Il y avait mille et une manière de rendre hommage
Il y avait mille et une manière de rendre hommage aux femmes ce matin. (Et ne me dites pas un jour pour les femmes, 364 pour les hommes !) J'aurais pu choisir "Femme, je vous aime" de Julien Clerc. Mais finalement, je retiendrai cette chanson de Daniel Balavoine : Pour la femme veuve qui s'éveille.

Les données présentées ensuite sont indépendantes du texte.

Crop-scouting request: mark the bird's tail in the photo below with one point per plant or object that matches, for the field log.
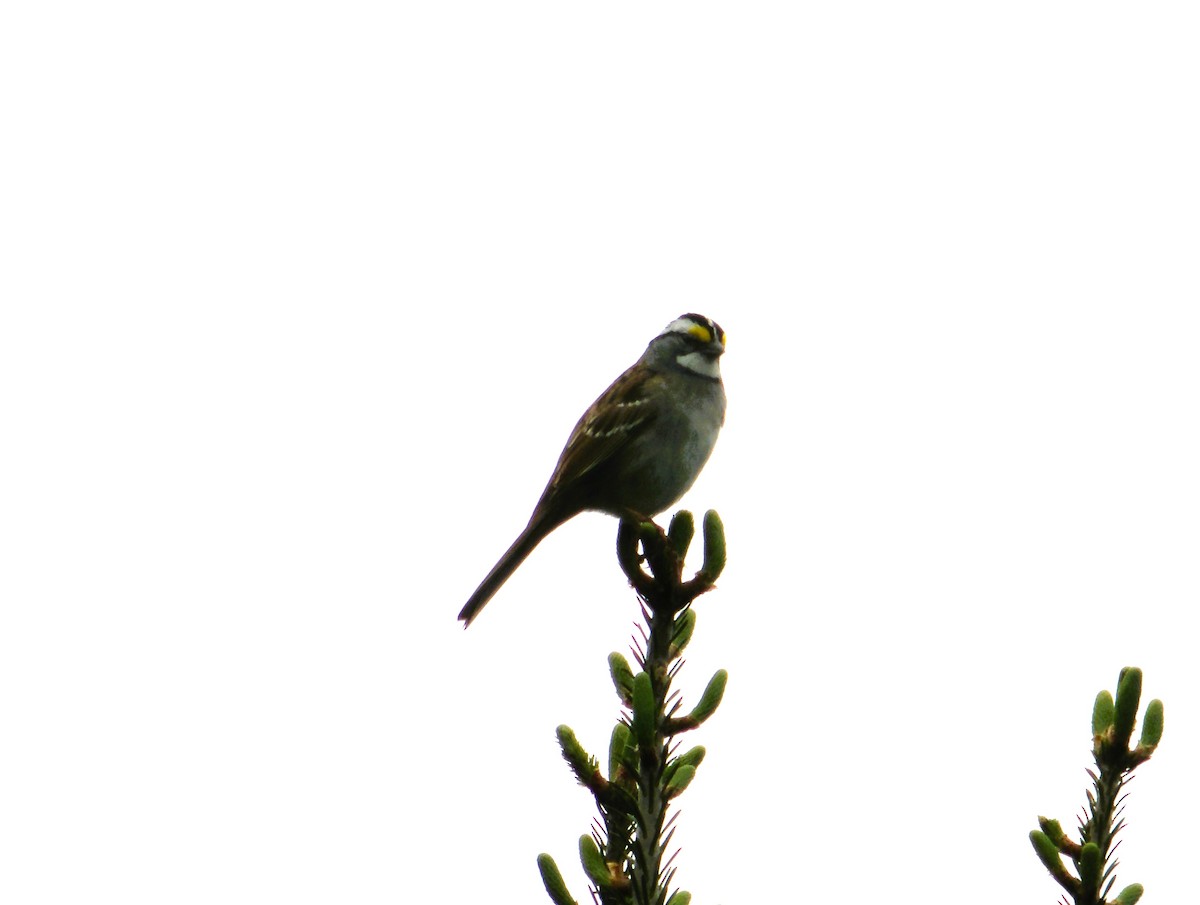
(534, 533)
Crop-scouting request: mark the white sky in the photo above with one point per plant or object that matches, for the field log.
(300, 301)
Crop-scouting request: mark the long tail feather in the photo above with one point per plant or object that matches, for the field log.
(534, 533)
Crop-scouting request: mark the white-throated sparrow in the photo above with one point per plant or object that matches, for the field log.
(637, 448)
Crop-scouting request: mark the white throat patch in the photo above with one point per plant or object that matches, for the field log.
(701, 364)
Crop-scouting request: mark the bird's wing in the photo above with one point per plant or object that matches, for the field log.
(621, 412)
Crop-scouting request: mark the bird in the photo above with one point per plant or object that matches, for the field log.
(637, 449)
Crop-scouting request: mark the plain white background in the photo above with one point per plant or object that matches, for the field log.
(300, 301)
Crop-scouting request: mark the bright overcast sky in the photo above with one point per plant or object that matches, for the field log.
(301, 300)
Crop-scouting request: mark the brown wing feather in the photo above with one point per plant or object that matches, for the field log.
(623, 409)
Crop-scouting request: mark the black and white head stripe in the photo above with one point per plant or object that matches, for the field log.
(697, 327)
(705, 343)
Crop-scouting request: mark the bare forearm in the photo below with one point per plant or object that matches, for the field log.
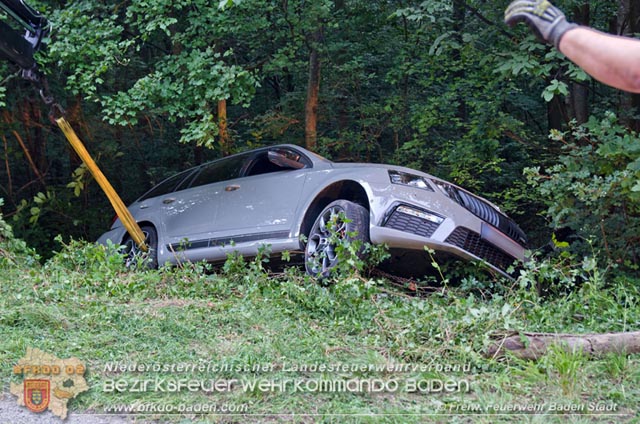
(610, 59)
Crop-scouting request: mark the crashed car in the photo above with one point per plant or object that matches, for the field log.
(294, 200)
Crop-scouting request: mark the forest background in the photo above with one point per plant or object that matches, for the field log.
(156, 86)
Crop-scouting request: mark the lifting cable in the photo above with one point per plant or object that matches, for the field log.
(118, 205)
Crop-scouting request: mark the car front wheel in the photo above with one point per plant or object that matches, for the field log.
(340, 220)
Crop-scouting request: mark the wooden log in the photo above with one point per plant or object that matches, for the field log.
(533, 345)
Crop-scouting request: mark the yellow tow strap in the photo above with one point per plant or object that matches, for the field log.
(123, 213)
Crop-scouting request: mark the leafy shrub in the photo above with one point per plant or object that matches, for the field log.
(595, 189)
(14, 251)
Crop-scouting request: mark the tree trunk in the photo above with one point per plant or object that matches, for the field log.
(534, 345)
(313, 90)
(223, 131)
(459, 16)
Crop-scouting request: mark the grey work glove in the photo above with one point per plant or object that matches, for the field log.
(547, 21)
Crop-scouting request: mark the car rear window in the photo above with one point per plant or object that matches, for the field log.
(225, 169)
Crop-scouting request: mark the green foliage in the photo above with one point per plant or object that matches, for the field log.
(14, 253)
(595, 188)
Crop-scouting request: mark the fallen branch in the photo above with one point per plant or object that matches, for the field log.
(534, 345)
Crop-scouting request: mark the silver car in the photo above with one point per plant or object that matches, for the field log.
(295, 200)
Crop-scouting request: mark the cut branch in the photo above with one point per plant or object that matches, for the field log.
(534, 345)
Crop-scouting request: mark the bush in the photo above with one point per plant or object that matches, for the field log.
(14, 252)
(594, 190)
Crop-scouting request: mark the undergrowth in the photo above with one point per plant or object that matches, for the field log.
(83, 302)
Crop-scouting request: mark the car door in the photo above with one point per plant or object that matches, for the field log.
(263, 203)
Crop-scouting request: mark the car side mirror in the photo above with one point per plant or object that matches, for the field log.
(285, 159)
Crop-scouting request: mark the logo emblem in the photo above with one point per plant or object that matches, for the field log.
(36, 394)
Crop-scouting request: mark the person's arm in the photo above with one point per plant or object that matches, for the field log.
(610, 59)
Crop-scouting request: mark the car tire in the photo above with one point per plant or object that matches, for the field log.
(136, 257)
(320, 255)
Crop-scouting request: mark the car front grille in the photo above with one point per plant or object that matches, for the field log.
(483, 210)
(470, 241)
(411, 224)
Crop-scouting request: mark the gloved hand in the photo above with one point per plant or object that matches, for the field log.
(547, 21)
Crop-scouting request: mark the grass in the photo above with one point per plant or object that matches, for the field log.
(243, 323)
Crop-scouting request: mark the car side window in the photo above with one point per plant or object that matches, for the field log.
(167, 186)
(221, 170)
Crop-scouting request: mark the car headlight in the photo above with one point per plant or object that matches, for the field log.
(411, 180)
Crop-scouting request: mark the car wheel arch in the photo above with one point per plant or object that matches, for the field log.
(140, 224)
(344, 189)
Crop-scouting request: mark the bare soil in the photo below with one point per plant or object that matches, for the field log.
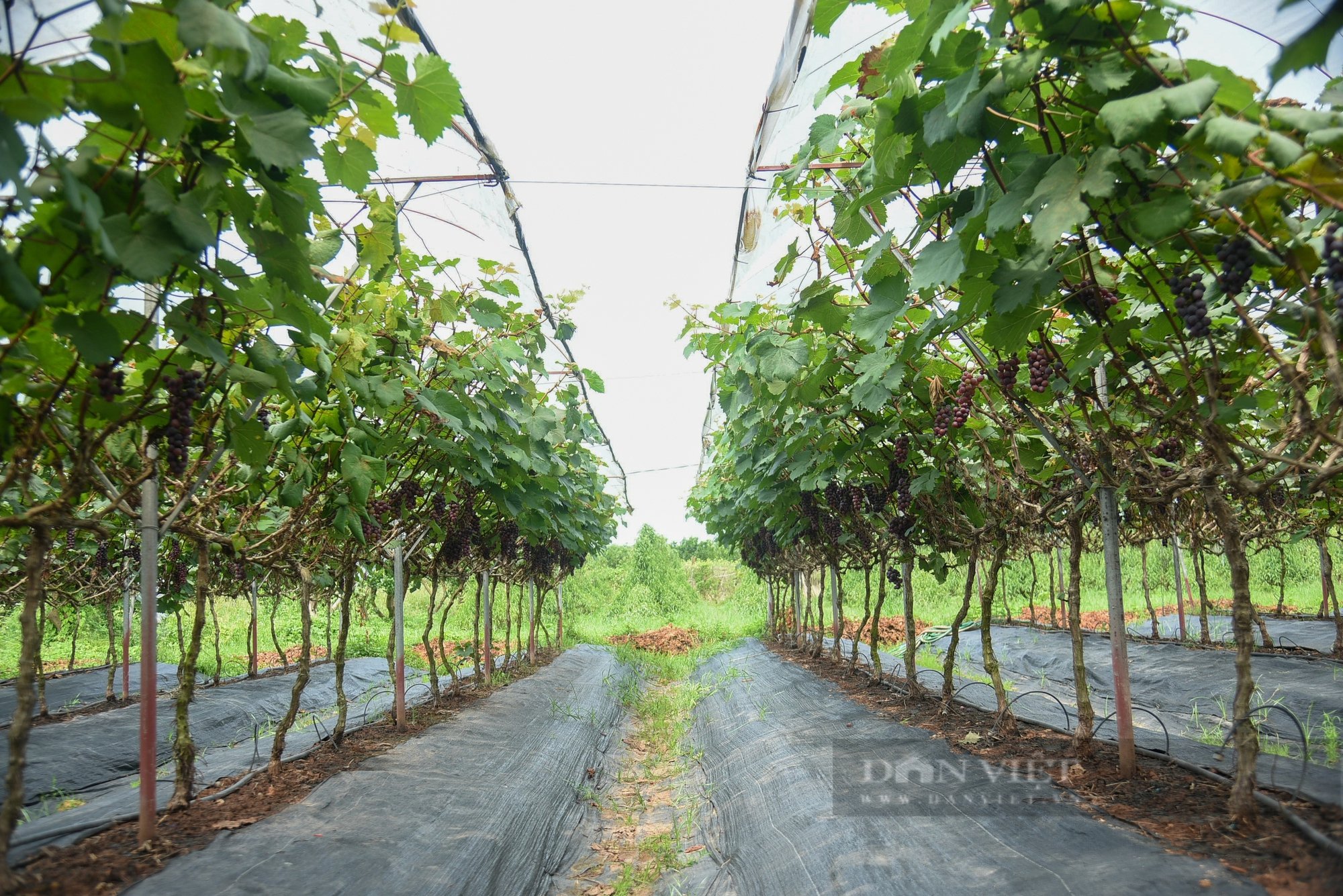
(669, 639)
(112, 862)
(1184, 812)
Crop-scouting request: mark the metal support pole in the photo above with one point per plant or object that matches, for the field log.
(1178, 564)
(531, 623)
(488, 640)
(797, 608)
(1063, 584)
(1115, 596)
(150, 650)
(256, 658)
(836, 609)
(128, 612)
(400, 623)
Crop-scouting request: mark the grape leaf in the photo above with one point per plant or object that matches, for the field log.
(152, 82)
(430, 99)
(350, 168)
(281, 138)
(938, 263)
(1130, 117)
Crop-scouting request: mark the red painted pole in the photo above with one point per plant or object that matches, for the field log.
(256, 658)
(490, 630)
(400, 621)
(150, 652)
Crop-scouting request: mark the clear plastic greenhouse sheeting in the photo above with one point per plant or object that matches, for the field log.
(1243, 35)
(452, 201)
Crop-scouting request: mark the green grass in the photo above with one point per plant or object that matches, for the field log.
(617, 593)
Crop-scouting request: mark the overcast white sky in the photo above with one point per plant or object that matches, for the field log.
(625, 91)
(610, 90)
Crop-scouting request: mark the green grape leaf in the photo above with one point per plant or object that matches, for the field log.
(92, 333)
(938, 263)
(249, 442)
(1058, 203)
(18, 289)
(283, 138)
(596, 383)
(1130, 117)
(152, 82)
(887, 301)
(350, 168)
(226, 39)
(430, 99)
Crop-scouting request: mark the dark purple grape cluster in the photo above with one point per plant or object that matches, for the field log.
(1334, 262)
(833, 529)
(758, 550)
(900, 489)
(965, 397)
(381, 507)
(112, 381)
(508, 540)
(542, 560)
(1097, 301)
(809, 510)
(1189, 303)
(1169, 450)
(942, 420)
(1235, 255)
(463, 530)
(902, 526)
(1041, 370)
(185, 391)
(855, 498)
(900, 454)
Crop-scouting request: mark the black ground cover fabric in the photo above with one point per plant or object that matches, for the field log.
(1315, 635)
(76, 690)
(96, 758)
(1185, 686)
(769, 738)
(1169, 683)
(484, 804)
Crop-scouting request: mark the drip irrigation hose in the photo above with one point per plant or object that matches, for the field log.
(1263, 799)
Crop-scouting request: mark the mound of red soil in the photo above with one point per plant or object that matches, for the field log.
(669, 639)
(1099, 620)
(891, 631)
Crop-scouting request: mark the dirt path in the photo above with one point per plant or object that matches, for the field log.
(751, 776)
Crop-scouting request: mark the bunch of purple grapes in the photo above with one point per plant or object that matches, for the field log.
(965, 397)
(112, 381)
(185, 391)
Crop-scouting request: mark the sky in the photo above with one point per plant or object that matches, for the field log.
(629, 93)
(667, 94)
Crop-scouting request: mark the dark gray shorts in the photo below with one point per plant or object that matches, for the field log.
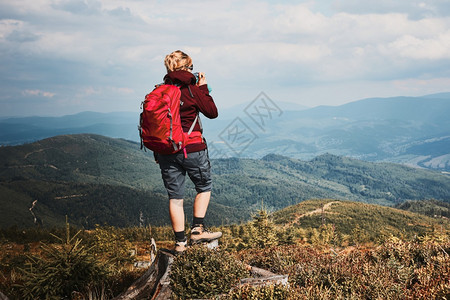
(174, 167)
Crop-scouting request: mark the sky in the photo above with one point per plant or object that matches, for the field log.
(60, 57)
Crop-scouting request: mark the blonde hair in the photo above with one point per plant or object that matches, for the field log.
(177, 60)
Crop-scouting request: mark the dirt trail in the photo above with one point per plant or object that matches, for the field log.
(313, 212)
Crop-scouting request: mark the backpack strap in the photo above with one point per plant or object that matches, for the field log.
(197, 118)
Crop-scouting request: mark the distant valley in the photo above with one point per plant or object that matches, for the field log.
(95, 179)
(409, 130)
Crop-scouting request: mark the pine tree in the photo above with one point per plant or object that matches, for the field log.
(265, 233)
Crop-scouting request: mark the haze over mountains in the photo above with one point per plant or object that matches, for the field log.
(408, 130)
(99, 180)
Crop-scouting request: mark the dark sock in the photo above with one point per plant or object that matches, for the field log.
(197, 221)
(179, 236)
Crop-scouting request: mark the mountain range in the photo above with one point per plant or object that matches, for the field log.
(95, 179)
(410, 130)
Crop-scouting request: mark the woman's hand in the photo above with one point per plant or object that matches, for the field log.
(201, 79)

Ma façon à moi de penser à toutes ces femmes opprimées qui n'ont ni la liberté de vie, ni la liberté de parole, qui sont régulièrement baffouées, humilliées, et dont on parle si peu.
Petite jaune au boulot
Courbée l'échine
Femme douce vit dans les nuits câlines
En bleus de Chine
Aux frontières de Shanghaï
Faut bien qu'elle travaille
Pour nourrir
Nourrir ses fils
Et dans le monde c'est partout pareil
Pour la femme veuve qui s'éveille
Comme celle de Koustanaï
Dont l'amant n'est qu'un détail
Mort au camp de travail
Seul champ de bataille
Oh inconnue
Dont la peine insoutenable
Est insoutenue
Met son cœur à nu
Fait comme une entaille
Une entaille
Bébé dans le dos penchée sur une terre
Lâche et hostile
Fille du peuple Massaïs
Sue à son travail
Gardant le sourire
Et dans le monde c'est partout pareil
Pour la femme veuve qui s'éveille
L'ennemi t'assaille
Autour de toi resserre ses mailles
Femme de Shanghaï
Ou de Koustanaï
Du peuple massaïs
Veuve d'un monde qui défaille
Rien ne peut égaler ta taille
Ooohh...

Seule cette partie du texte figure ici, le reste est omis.